--Espineux
En ce dix-huitième jour du règne de Natale-le-Muet, courtisans et conseillers décidèrent d'imiter leur maitre, et entrèrent dans un mutisme total. Reposant silence venant du chateau n'était troublé que par le cri des gorets égorgés par le Bailli, des prisonniers torturés par le Prévot, et des écus tombant dans l'escarcelle du Juge.
Espineux, chroniqueur, flânant pour tuer le temps car il ne pouvait point relater en la chronique discours brillant ou valeureuses actions n'ayant point eu lieu, eut rumeur d'une esclandre publique tenue en l'estrade des criées par des opposants au Comte. N'eussent ils point été opposants, ils se seraient tus comme il se doit, et s'en seraient allés compter les gabarres lourdement chargées sur la Garonne, se demandant ce que le Comté pouvait bien vendre au voisin Guyennois.
En l'estrade des criées avait lieu fort divertissante joute verbale sur moults sujets économiques ayant trait à l'engorgement des marchés du Comté.

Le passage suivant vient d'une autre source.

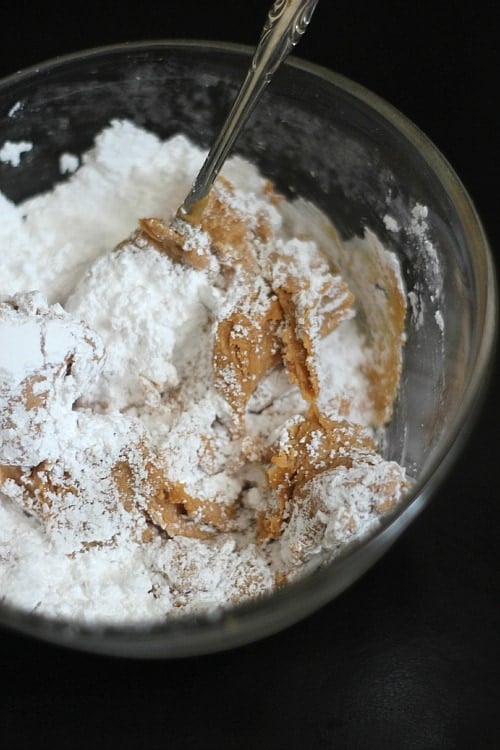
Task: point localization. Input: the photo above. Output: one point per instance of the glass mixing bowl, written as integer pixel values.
(328, 140)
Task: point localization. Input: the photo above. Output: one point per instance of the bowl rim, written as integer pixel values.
(191, 635)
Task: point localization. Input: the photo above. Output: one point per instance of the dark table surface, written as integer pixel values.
(409, 657)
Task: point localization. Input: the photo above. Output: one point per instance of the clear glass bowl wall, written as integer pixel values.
(328, 140)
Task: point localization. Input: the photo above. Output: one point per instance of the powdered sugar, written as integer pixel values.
(109, 402)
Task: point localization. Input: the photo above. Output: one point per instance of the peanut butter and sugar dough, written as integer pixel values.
(189, 419)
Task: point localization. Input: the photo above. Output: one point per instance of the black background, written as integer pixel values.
(409, 657)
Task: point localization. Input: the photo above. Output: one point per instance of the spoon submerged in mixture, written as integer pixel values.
(286, 23)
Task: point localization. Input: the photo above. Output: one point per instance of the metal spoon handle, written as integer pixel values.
(286, 22)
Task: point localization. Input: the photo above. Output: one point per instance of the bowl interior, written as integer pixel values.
(329, 141)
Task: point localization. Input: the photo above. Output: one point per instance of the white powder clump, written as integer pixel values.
(11, 152)
(187, 413)
(68, 163)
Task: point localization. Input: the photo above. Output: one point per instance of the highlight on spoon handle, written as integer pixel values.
(286, 22)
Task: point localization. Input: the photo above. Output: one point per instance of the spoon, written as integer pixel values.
(286, 22)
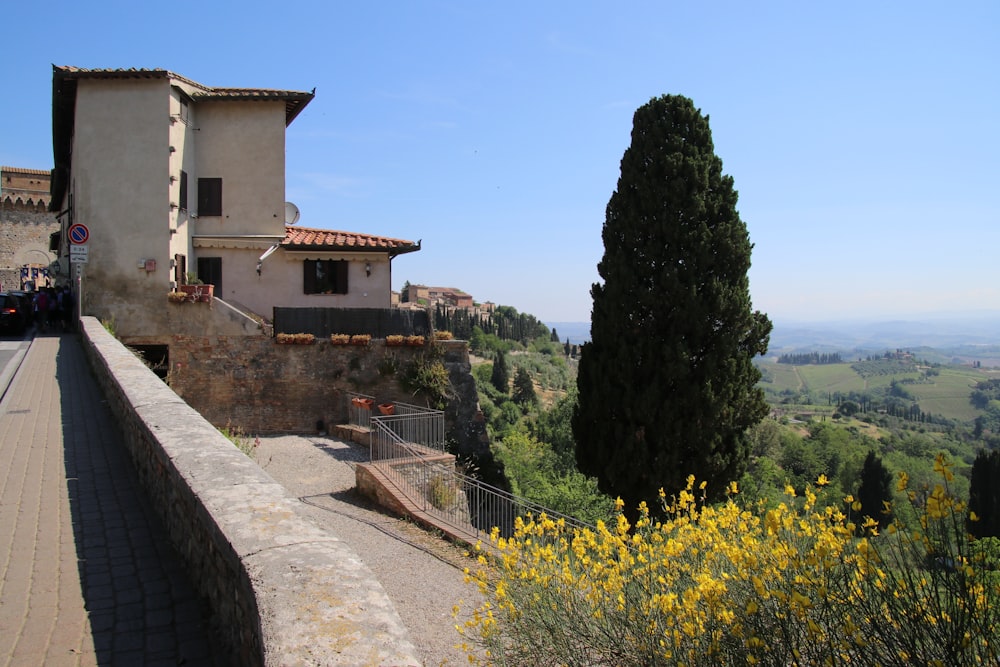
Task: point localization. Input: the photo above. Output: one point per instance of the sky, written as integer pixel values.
(863, 137)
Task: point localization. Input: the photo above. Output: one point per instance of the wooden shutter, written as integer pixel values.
(341, 286)
(309, 276)
(209, 196)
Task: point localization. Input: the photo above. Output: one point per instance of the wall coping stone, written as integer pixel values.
(283, 590)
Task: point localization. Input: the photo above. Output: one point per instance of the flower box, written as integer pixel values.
(294, 339)
(202, 293)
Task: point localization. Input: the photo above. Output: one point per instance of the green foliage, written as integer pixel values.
(667, 383)
(984, 495)
(524, 388)
(554, 427)
(500, 377)
(738, 584)
(875, 491)
(426, 376)
(535, 472)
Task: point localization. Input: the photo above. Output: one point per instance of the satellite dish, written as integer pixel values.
(291, 213)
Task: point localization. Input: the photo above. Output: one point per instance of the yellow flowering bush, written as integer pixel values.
(727, 584)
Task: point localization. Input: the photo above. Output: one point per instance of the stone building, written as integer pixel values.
(26, 226)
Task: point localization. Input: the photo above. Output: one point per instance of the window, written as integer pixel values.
(209, 196)
(183, 195)
(180, 269)
(324, 276)
(210, 272)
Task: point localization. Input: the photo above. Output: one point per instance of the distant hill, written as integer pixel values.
(577, 332)
(953, 338)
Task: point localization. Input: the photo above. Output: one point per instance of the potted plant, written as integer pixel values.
(198, 292)
(294, 339)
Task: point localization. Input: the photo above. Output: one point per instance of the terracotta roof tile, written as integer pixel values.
(305, 238)
(22, 170)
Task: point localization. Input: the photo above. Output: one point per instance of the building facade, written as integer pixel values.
(177, 183)
(26, 228)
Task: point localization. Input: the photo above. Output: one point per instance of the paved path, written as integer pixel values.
(89, 574)
(420, 571)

Femme au nom de pierrerie appelait en vain et à grands cris invisibles autorités commerciales compétentes, se plaignant avoir mis tant de temps à vendre quelques quartiers de cochon que les vers s'y étaient logés, et qu'elle avait du les brader à un prix anormalement bas pour personne ne pactisant point avec le Sans-Nom. Poing fut levé en hurlant le nom de Gotetdeb, Commissaire au Commerce, qui laissait pourrir à dessein avec la complicité des maires les denrées sur les marchés du Comté. Prix étaient baissés par les plus pauvres, marchandise bradée était acquise par la mairie qui faisait gras bénéfices en revendant les fruits du labeur du peuple à de riches marchands de passage, ou au comté vorace.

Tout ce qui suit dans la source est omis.